If `waitingCount` climbs under load, increase `max` in your pool config (default is often just 10).

### Phase 3: CPU Flamegraph

```bash
# Run under clinic flame while applying load
autocannon -c 500 -d 30 http://localhost:3000/api/users &
clinic flame -- node dist/server.js
```

This opens a flamegraph in your browser. Look for wide bars — those are where CPU time is spent. Common culprits: JSON serialization of massive result sets, synchronous operations blocking the event loop.

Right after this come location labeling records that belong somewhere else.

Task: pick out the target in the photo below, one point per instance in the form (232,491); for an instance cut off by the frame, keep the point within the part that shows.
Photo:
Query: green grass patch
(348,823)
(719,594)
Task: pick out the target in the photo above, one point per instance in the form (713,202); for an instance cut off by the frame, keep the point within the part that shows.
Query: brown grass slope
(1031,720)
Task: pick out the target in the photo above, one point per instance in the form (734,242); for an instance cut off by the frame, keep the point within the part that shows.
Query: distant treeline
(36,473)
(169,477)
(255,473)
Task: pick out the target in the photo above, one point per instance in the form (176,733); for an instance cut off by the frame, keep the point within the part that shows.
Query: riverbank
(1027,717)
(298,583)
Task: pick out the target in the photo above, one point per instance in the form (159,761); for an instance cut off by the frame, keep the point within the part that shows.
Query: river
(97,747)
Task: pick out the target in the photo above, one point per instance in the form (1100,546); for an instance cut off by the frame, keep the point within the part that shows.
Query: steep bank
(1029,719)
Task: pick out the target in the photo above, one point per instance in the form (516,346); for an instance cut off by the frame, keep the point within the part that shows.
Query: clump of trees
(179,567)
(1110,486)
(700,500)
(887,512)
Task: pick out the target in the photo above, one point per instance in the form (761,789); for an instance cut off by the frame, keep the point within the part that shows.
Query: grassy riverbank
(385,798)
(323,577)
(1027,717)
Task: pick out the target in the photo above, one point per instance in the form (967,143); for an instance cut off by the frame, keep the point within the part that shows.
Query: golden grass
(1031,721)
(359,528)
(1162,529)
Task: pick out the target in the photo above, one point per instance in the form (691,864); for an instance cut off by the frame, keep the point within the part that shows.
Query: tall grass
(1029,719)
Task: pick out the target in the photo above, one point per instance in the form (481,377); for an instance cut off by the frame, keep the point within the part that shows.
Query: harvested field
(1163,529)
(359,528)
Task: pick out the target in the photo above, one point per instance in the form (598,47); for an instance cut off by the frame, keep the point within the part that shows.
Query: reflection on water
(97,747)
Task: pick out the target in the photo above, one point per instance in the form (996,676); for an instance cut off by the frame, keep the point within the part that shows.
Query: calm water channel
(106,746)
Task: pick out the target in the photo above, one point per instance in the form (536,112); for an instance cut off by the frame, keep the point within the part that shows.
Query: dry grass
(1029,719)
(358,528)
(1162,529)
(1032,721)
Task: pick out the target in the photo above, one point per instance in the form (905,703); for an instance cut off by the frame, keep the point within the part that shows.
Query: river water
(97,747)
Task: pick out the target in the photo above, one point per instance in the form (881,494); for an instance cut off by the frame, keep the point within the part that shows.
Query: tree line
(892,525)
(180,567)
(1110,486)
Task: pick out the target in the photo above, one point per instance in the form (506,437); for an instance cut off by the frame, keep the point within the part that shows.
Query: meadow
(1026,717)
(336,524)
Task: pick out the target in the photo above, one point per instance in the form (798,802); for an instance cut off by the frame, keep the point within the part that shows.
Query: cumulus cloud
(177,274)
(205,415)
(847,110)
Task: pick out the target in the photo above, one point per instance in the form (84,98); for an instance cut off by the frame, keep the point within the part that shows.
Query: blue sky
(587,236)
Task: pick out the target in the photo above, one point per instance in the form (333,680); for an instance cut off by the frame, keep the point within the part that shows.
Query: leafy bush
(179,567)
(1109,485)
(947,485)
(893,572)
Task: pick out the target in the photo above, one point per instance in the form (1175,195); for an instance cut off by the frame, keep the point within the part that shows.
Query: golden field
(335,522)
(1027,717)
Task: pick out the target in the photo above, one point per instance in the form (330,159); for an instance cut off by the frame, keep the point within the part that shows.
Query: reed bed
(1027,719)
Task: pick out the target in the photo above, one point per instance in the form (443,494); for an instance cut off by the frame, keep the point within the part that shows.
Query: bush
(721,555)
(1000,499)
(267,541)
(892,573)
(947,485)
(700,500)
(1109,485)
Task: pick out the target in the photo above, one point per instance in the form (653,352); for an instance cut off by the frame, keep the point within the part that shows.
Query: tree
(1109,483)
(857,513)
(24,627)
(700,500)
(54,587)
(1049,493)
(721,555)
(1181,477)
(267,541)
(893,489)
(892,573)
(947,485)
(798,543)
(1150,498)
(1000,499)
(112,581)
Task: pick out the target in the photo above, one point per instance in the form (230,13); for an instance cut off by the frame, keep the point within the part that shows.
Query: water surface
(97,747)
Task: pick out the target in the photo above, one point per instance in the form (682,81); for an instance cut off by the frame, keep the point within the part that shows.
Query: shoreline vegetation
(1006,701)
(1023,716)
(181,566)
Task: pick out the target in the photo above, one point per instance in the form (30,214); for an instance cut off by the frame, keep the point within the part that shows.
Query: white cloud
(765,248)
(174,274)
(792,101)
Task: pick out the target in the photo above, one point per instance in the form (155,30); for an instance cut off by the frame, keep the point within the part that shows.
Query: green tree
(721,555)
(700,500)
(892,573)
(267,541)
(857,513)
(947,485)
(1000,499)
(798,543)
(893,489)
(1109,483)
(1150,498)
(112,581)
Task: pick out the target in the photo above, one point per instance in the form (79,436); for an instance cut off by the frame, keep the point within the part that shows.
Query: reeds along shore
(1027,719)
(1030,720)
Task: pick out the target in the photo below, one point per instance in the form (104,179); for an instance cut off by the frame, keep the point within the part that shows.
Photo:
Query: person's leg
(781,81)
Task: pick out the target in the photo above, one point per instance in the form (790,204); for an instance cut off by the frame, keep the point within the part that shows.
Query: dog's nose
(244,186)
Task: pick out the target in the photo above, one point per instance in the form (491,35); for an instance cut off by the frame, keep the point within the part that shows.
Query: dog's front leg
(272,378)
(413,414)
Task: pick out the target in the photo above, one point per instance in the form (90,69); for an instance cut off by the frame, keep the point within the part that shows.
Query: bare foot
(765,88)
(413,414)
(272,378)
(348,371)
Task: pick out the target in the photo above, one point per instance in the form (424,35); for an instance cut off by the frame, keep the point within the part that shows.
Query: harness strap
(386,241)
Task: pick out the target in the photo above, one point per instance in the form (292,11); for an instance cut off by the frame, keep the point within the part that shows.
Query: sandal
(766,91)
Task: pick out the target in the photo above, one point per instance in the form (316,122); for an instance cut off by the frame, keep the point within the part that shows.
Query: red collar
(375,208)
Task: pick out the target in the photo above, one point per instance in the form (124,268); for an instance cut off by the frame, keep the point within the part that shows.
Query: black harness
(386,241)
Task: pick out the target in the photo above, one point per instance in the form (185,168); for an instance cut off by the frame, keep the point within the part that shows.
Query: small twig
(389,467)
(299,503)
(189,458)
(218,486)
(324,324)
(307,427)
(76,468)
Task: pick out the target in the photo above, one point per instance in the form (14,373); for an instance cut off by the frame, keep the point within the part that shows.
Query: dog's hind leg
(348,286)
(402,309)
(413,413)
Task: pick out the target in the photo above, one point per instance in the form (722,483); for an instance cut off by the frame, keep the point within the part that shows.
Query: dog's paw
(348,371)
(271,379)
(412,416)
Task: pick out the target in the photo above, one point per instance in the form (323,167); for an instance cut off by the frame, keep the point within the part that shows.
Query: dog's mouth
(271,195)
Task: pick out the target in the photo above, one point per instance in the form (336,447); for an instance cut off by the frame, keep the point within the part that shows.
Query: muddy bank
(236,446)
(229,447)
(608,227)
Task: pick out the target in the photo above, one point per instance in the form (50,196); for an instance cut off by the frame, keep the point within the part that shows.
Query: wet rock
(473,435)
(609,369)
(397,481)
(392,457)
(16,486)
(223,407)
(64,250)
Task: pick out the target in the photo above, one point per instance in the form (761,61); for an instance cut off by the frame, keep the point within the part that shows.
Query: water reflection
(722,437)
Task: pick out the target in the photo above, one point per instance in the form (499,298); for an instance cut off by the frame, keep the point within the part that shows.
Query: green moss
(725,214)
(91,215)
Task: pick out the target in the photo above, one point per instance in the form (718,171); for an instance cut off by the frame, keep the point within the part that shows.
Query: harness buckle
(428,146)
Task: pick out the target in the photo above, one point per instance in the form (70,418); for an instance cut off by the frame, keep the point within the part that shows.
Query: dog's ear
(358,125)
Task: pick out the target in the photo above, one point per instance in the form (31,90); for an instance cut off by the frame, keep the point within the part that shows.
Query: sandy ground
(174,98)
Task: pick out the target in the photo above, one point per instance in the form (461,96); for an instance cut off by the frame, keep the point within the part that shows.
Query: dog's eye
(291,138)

### Phase 4: Event Loop Blocking

```bash
npm install blocked-at
```

```javascript
import blocked from 'blocked-at';
blocked((time, stack) => {
  console.warn(`Event loop blocked for ${time}ms`, stack[0]);
}, { threshold: 50 });
```

### Phase 5: Fix and Re-measure

Based on what Phase 2-4 reveals, the fix is usually one of:

| Root Cause | Fix |
|---|---|
| Seq Scan | `CREATE INDEX idx_users_created ON users(created_at DESC) WHERE deleted_at IS NULL` |
| N+1 queries | Replace loop with JOIN or batch query |
| Pool exhaustion | Increase `max` to 50-100, add `connectionTimeoutMillis` |
| No pagination | Add `LIMIT`/`OFFSET` or cursor pagination |
| SELECT * | Select only needed columns |
| No caching | Add `Cache-Control` headers or Redis for hot data |

After fixing, re-run the exact same k6 baseline test and fill in the before/after table:

```markdown
| Metric | Before | After | Delta |
|--------|--------|-------|-------|
| P50    | ?ms    | ?ms   | ?%    |
| P95    | ?ms    | ?ms   | ?%    |
| P99    | ?ms    | ?ms   | ?%    |
| RPS    | ?      | ?     | ?%    |
```

### Most Likely Culprit

Given the pattern (fine at low load, degrades at 500 concurrent), my top suspects in order:

1. **Connection pool exhaustion** — default pool of 10 connections serving 500 users
2. **N+1 queries** — amplifies the pool problem (20 queries/request × 500 users = 10,000 queries competing for 10 connections)
3. **Missing index** — Seq Scan gets worse as table grows

Start with Phase 2a-2c. You'll likely find your answer there without needing the flamegraph.